Small groups of right-wing protesters - some of them carrying rifles - gathered outside heavily fortified statehouses around the country on Sunday, outnumbered by National Guard troops and police brought in to prevent a repeat of the violence that erupted at the US Capitol.
Crowds of only a dozen or two demonstrated at some boarded-up, cordoned-off statehouses, while the streets in many other capital cities remained empty. Some protesters said they were there to back President Donald Trump. Others said they had instead come to voice their support for gun rights or decry government overreach.
"I don't trust the results of the election," said Michigan protester Martin Szelag, a 67-year-old semi-retired window salesman from Dearborn Heights. He wore a sign around his neck that read, in part, "We will support Joe Biden as our President if you can convince us he won legally. Show us the proof! Then the healing can begin."
As the day wore on with no bloodshed around the US, a sense of relief spread among officials, though they were not ready to let their guard down.
The heavy law enforcement presence may have kept turnout down. In the past few days, some extremists had warned others against falling into what they called a law enforcement trap.
Around 25,000 troops from the National Guard were deployed to Capitol buildings across the country, including those in Michigan, South Carolina and Ohio.
There was also a major police presence at the Washington Capitol, which was invaded by Trump supporters on 6 January as Congress certified the election results.
The tough security measures were aimed at preventing the violence and death that followed the breach of the Capitol in Washington, where five people were killed, including a police officer.
The FBI had warned of the potential for armed protests at the nation's Capitol and all 50 state capitol buildings over the weekend.
In some states, a small number of people turned up to mount counter protests. One man came early to greet any demonstrators at the Pennsylvania Capitol, saying he had heard about the possibility of a meet-up of a far-right militant group.
"I'm fundamentally against the potential protesters coming here to delegitimise the election, and I don't want to be passive in expressing my disapproval of them coming into this city," Stephen Rzonca said.
It came as the lead prosecutor for Mr Trump's historic second impeachment began building his case for conviction at trial, claiming that the president's incitement of the mob that stormed the Capitol was "the most dangerous crime" ever committed by a US leader.
"We're going to be able to tell the story of this attack on America and all of the events that led up to it," said Democrat Rep. Jamie Raskin. "This president set out to dismantle and overturn the election results from the 2020 presidential election. He was perfectly clear about that."

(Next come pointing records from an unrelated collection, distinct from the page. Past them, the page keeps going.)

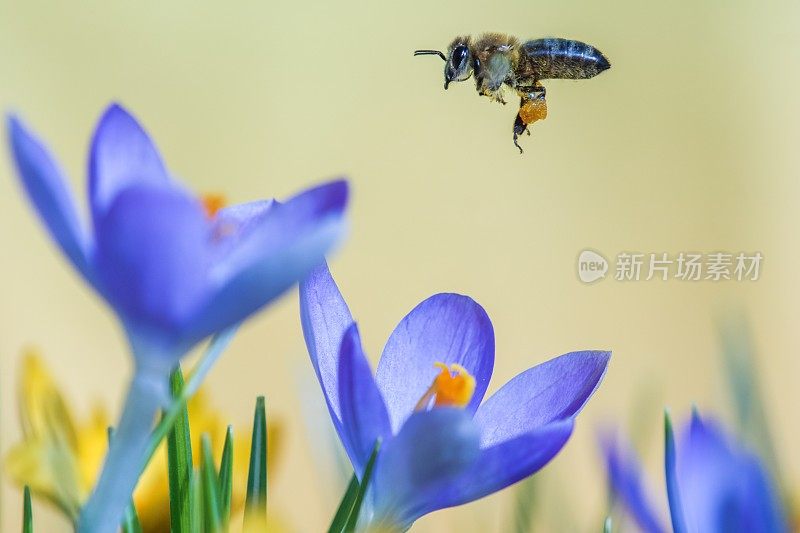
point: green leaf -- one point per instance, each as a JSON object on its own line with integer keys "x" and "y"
{"x": 130, "y": 522}
{"x": 256, "y": 503}
{"x": 340, "y": 519}
{"x": 196, "y": 499}
{"x": 179, "y": 462}
{"x": 352, "y": 519}
{"x": 525, "y": 502}
{"x": 27, "y": 513}
{"x": 211, "y": 503}
{"x": 225, "y": 481}
{"x": 216, "y": 347}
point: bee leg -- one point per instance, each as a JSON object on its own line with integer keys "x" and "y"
{"x": 519, "y": 128}
{"x": 539, "y": 92}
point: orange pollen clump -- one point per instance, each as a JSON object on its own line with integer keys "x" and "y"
{"x": 212, "y": 203}
{"x": 452, "y": 387}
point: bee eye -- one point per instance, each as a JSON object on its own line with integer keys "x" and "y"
{"x": 459, "y": 55}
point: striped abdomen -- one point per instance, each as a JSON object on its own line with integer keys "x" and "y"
{"x": 561, "y": 59}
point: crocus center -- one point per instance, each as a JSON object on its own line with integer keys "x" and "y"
{"x": 212, "y": 203}
{"x": 452, "y": 387}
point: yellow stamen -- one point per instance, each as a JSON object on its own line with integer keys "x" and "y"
{"x": 452, "y": 387}
{"x": 212, "y": 203}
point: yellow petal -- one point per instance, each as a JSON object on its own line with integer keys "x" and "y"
{"x": 43, "y": 410}
{"x": 46, "y": 458}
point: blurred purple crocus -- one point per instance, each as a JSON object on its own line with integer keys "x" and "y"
{"x": 442, "y": 445}
{"x": 174, "y": 270}
{"x": 714, "y": 484}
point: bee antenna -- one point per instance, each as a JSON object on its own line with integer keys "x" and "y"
{"x": 430, "y": 53}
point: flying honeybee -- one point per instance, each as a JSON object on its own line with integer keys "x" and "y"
{"x": 498, "y": 60}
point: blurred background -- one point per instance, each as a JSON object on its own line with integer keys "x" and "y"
{"x": 687, "y": 144}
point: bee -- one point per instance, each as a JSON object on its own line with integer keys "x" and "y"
{"x": 498, "y": 61}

A Senate trial could begin as soon as this week, as Democrat leader Joe Biden is sworn in as the 46th president.
The House of Representatives voted to impeach Mr Trump last Wednesday, one week after the violent insurrection that interrupted the official count of electoral votes and ransacked the Capitol.
Before the mob overpowered police and entered the building, Mr Trump told them to "fight like hell" against the certification of Mr Biden's election win.